Climate is warming globally

Climate related disasters

Climate change has a pronounced effect on our environment with an increase in potential for substantial property losses.

The evidence is unequivocal: the climate is warming globally.

As the Intergovernmental Panel on Climate Change (IPCC) made clear in its Assessment Report 2021, the past century has seen widespread increases in air and sea temperatures and sea levels, along with shrinking sea ice, glaciers, and snow cover. At the same time, weather patterns have become more extreme, with more intense and longer droughts, more extreme precipitation events over many land areas, and more hot days and heat waves.

According to the NASA, scientific analyses can proof that the earth has warmed since 1880.

“The year 2015 was the first time the global average temperatures were 1°C or more above the 1880-1899 average. Even though the 2000s witnessed a solar output decline resulting in an unusually deep solar minimum in 2007-2009, surface temperatures continue to increase.”

The resulting risks include more frequent and dangerous floods and storms, greater stress on water supplies, serious disruption of energy supply, a decline in agricultural productivity and food security, and a further spread of water-related diseases, particularly in tropical areas. This in turn could lead to population displacement, migration, and potential conflicts.

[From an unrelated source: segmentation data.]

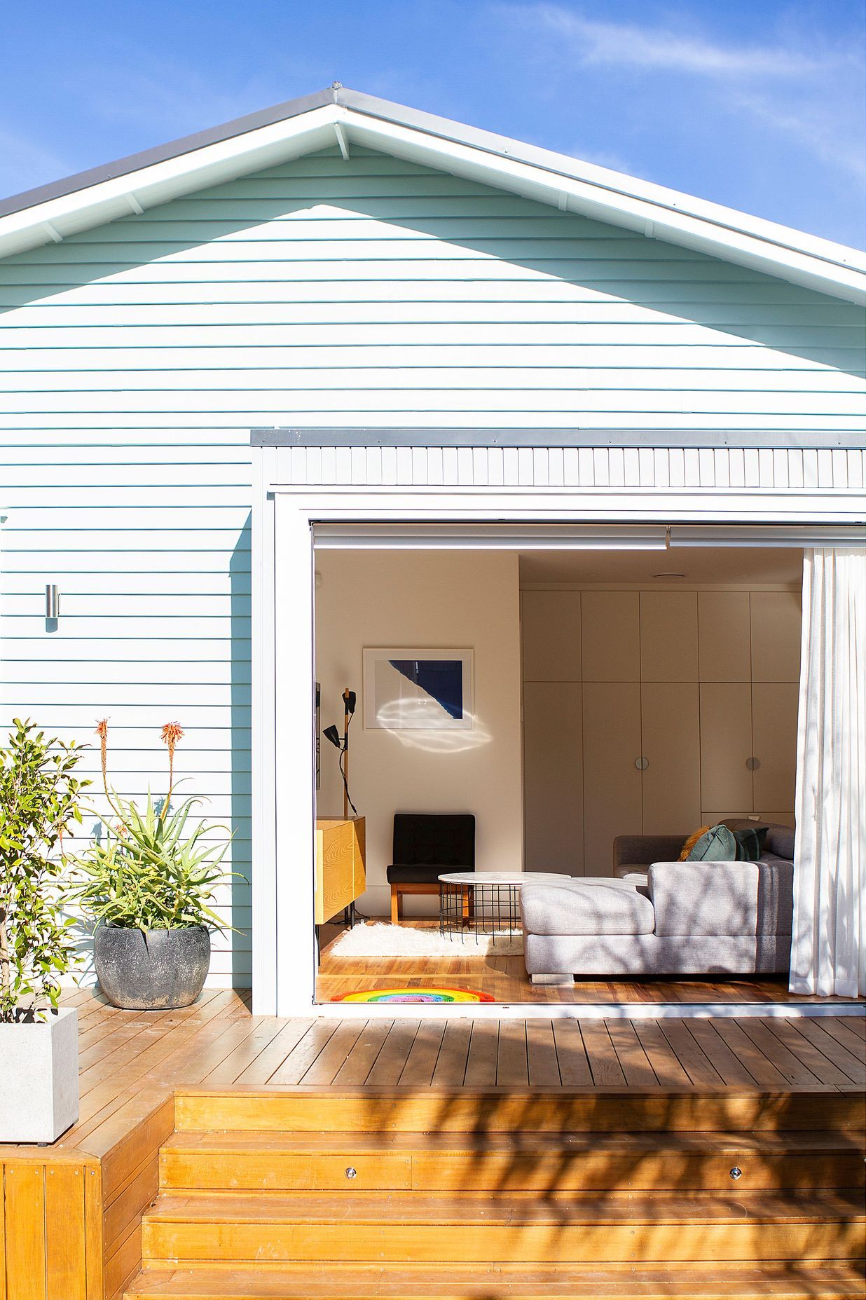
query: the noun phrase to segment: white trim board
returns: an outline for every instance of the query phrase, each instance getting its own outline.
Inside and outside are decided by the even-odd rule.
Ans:
[[[429,546],[430,524],[438,528],[442,523],[459,523],[462,526],[453,532],[449,545],[464,547],[485,545],[485,525],[512,529],[515,537],[518,533],[525,537],[525,525],[542,525],[544,530],[545,525],[562,528],[567,524],[577,537],[577,520],[596,520],[603,528],[615,523],[622,545],[628,545],[629,528],[646,529],[650,514],[668,526],[666,536],[672,545],[680,536],[685,545],[696,545],[696,537],[706,533],[711,534],[714,546],[749,546],[762,537],[776,546],[862,545],[862,525],[852,528],[846,512],[839,512],[839,502],[824,500],[819,494],[806,494],[805,510],[794,512],[793,520],[789,512],[778,510],[775,498],[779,494],[757,494],[741,514],[724,508],[722,502],[728,504],[729,498],[723,494],[707,494],[702,508],[713,526],[702,525],[700,530],[685,526],[677,532],[677,520],[688,523],[693,517],[690,493],[662,493],[648,502],[646,491],[606,491],[588,498],[583,491],[559,489],[458,489],[446,493],[404,488],[311,489],[274,485],[276,456],[276,448],[254,454],[252,950],[256,1014],[308,1015],[316,1005],[315,525],[339,524],[342,545],[352,546],[356,541],[346,524],[359,529],[358,540],[365,525],[420,524],[426,537],[417,545]],[[862,512],[862,494],[849,495],[852,508]],[[590,510],[588,499],[592,499]],[[757,517],[766,521],[761,525],[752,523],[755,500],[761,502]],[[731,523],[739,526],[731,528]],[[767,524],[776,526],[767,528]],[[788,526],[780,526],[783,524]],[[602,529],[593,526],[590,536],[596,536],[596,545],[605,545],[598,542],[599,532]],[[659,533],[663,534],[663,529],[658,524],[650,533],[645,532],[644,545],[658,547]],[[610,534],[605,537],[610,545]],[[645,1008],[641,1010],[648,1014]],[[317,1014],[334,1013],[317,1008]],[[489,1014],[503,1014],[503,1010]],[[521,1006],[515,1017],[531,1013]]]

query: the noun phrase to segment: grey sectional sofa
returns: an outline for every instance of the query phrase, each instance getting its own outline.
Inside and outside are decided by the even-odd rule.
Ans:
[[[576,876],[523,887],[524,956],[533,980],[788,970],[791,861],[770,850],[761,862],[629,866],[646,870],[646,884]]]

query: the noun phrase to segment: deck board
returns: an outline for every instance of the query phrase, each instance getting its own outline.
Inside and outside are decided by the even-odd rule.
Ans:
[[[420,974],[411,978],[425,983]],[[653,1001],[642,983],[592,987],[605,1004],[623,991],[629,1001]],[[706,1001],[714,988],[683,985],[676,1000]],[[527,1089],[559,1097],[589,1092],[593,1104],[612,1091],[623,1093],[618,1108],[628,1106],[629,1093],[658,1093],[670,1123],[676,1095],[690,1105],[696,1095],[727,1091],[740,1105],[744,1093],[767,1089],[771,1105],[778,1093],[800,1093],[800,1105],[805,1098],[810,1108],[811,1095],[820,1093],[827,1115],[833,1096],[843,1102],[840,1095],[850,1097],[866,1082],[863,1024],[852,1017],[278,1019],[252,1015],[248,997],[225,991],[150,1015],[121,1011],[81,989],[66,1001],[78,1010],[83,1044],[79,1122],[49,1148],[0,1147],[0,1275],[17,1286],[35,1261],[38,1275],[66,1288],[64,1300],[85,1300],[75,1291],[85,1277],[87,1300],[101,1296],[103,1286],[118,1300],[137,1271],[140,1219],[156,1193],[156,1157],[174,1127],[177,1088],[270,1096],[398,1088],[410,1104],[430,1088],[497,1088],[518,1097]],[[784,1104],[791,1114],[791,1101]],[[18,1223],[21,1206],[29,1217]],[[10,1213],[18,1223],[12,1236]],[[79,1271],[64,1280],[65,1258],[78,1260]]]

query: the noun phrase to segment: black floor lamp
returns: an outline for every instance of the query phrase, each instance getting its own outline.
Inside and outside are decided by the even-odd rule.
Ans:
[[[339,750],[339,775],[343,779],[343,816],[348,818],[348,809],[351,807],[355,816],[358,816],[358,809],[352,803],[351,794],[348,793],[348,728],[352,718],[355,716],[355,703],[358,696],[348,686],[343,690],[343,734],[341,737],[337,727],[325,727],[322,736],[325,736],[332,745]]]

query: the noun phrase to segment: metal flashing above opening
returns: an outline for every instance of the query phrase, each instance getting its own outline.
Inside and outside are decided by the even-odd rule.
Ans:
[[[293,429],[250,430],[251,447],[791,447],[866,450],[866,433],[766,429]]]

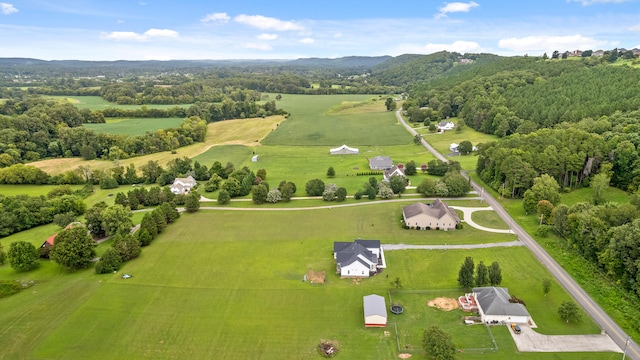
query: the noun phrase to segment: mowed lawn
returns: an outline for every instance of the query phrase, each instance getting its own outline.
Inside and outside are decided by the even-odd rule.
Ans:
[[[390,279],[399,277],[403,291],[429,290],[394,295],[406,305],[402,318],[389,315],[398,325],[401,346],[417,348],[420,358],[420,335],[437,324],[461,349],[484,347],[491,342],[482,327],[465,327],[460,312],[426,306],[437,296],[462,294],[455,288],[465,256],[476,263],[500,262],[502,285],[527,301],[540,332],[599,331],[590,319],[567,325],[557,318],[555,309],[568,295],[555,282],[549,295],[542,294],[540,281],[549,274],[525,248],[388,251],[389,267],[381,275],[360,282],[339,279],[331,249],[333,241],[353,238],[343,224],[351,219],[334,213],[327,226],[326,216],[313,214],[186,214],[115,275],[66,274],[45,263],[27,276],[47,281],[0,301],[0,346],[8,358],[315,359],[315,347],[327,339],[338,342],[341,358],[394,359],[395,328],[365,329],[362,296],[387,297]],[[403,232],[408,231],[396,231]],[[325,271],[326,283],[302,282],[309,269]],[[122,279],[125,272],[133,278]],[[0,275],[20,278],[6,265]],[[505,331],[494,330],[500,350],[485,356],[539,358],[517,354]],[[610,356],[589,354],[590,359]]]
[[[147,131],[177,128],[182,118],[107,118],[104,124],[84,124],[96,133],[116,135],[142,135]]]
[[[208,125],[207,137],[204,142],[181,147],[175,154],[170,151],[154,153],[144,156],[137,156],[130,159],[121,159],[119,164],[128,166],[134,164],[136,168],[149,161],[157,161],[161,166],[178,157],[193,158],[205,153],[213,146],[224,144],[244,144],[255,146],[256,141],[264,138],[277,127],[277,124],[284,120],[283,116],[270,116],[267,118],[254,118],[242,120],[226,120]],[[226,162],[224,162],[226,163]],[[82,158],[56,158],[29,163],[43,171],[55,175],[65,171],[73,170],[79,166],[88,165],[92,169],[109,169],[113,167],[112,161],[105,160],[83,160]]]
[[[385,110],[384,100],[371,95],[286,95],[278,107],[291,116],[262,142],[264,145],[357,147],[412,143],[411,134],[398,124],[395,113]]]

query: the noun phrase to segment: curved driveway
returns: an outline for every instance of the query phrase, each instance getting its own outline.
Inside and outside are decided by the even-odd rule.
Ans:
[[[400,115],[401,109],[396,111],[396,117],[398,121],[411,133],[417,134],[417,132],[409,126],[402,116]],[[442,161],[447,160],[442,154],[436,151],[431,145],[429,145],[424,139],[422,139],[422,145],[429,150],[434,156]],[[463,172],[467,178],[468,176]],[[469,179],[471,186],[478,193],[482,192],[482,187],[476,184],[473,180]],[[513,218],[507,213],[506,210],[500,205],[500,203],[491,196],[491,194],[482,192],[483,200],[487,202],[496,213],[506,223],[511,224],[511,229],[518,236],[525,245],[531,249],[533,254],[540,260],[540,262],[549,269],[558,282],[573,296],[573,298],[582,306],[585,311],[598,323],[598,325],[611,337],[611,339],[618,345],[620,349],[625,349],[626,357],[629,359],[640,360],[640,348],[638,345],[630,340],[629,335],[622,330],[618,324],[616,324],[607,315],[602,308],[596,304],[591,297],[578,285],[578,283],[569,276],[569,274],[538,244],[529,234],[516,223]]]

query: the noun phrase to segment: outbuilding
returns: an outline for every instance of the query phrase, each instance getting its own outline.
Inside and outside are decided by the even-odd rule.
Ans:
[[[385,327],[387,326],[387,305],[384,297],[376,294],[367,295],[364,302],[364,326],[365,327]]]

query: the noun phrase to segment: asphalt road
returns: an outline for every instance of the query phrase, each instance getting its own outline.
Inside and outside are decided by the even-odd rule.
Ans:
[[[396,111],[396,117],[398,121],[412,134],[416,135],[417,132],[409,126],[402,116],[400,115],[402,108]],[[422,145],[429,150],[436,158],[442,161],[449,161],[436,149],[434,149],[429,143],[422,139]],[[466,174],[463,174],[466,176]],[[485,193],[478,184],[474,181],[470,181],[471,186],[479,194],[483,194],[483,199],[491,205],[496,213],[504,220],[504,222],[511,225],[512,231],[518,236],[518,238],[535,254],[540,262],[549,269],[549,271],[555,276],[558,282],[573,296],[575,301],[579,303],[584,310],[591,316],[596,323],[613,339],[613,341],[620,346],[620,349],[626,350],[625,355],[628,359],[640,360],[640,347],[634,341],[630,340],[627,333],[622,330],[618,324],[616,324],[607,315],[598,304],[576,283],[571,276],[562,268],[558,263],[531,237],[524,231],[518,223],[504,210],[502,205],[489,193]]]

The recent warming of the Earth's surface and the lower levels of atmosphere is a result of an enhanced greenhouse effect mostly due to man-made increases in atmospheric greenhouse gases, particularly CO2. Energy production and use are the biggest contributors to greenhouse gas emissions, and will remain so for years to come. The International Energy Agencies outlook forecasts a 30% increase in world primary energy demand until 2035 if cautious implementation of policy commitment and announced plans take place. More than 50% of total energy increase will come from fossil fuels with oil dominating the energy mix. Bringing global emissions to recommended levels will require significant reductions from developed countries and a slower rise in emissions from developing ones.

In view of more frequent and fierce wind, hail and flood events (re)insurers have already changed their pricing models. The time frame of climate related changes is yet not fully understood. So far, all forecasted changes took place faster than predicted. For the future it can be assumed that climate change will not only affect property business but will also have an impact on liability covers and possibly on life and health policies.

Consequently, the understanding of long-term effects of climate change is a key to adequate risk assessment. As the climate change related losses are increasing in both frequency and severity, it is crucial to question the reliability of the historical loss data and to adjust the models when necessary.

Several cases are already seeking damages from various defendants for alleged injury and nuisance arising out of greenhouse gas emissions and related climate change. The Insurance Information Institute analysed the risks resulting from climate change liability already in 2012:

“The potential increase in property losses may be relatively small in comparison to what could happen on the liability side. Liability suits could be filed based on legal concepts yet untested as well as existing ones tailored to 'sustainability' cases. Sustainability is broadly defined by the US Green Building Council as 'meeting the needs of the present generation without compromising the ability of future generations to meet their own needs.' Awards could be substantial because, by their very nature, activities that result in harm to the environment and future generations can impact large numbers of people. Even where lawsuits are not successful, and there is no court award against the defendants, insurers can incur substantial legal costs.”

Affected companies and their (re)insurers yet should take note of the present political and administrative trends and development in courts with an eye to revising their strategy should climate change liability materialise in the future.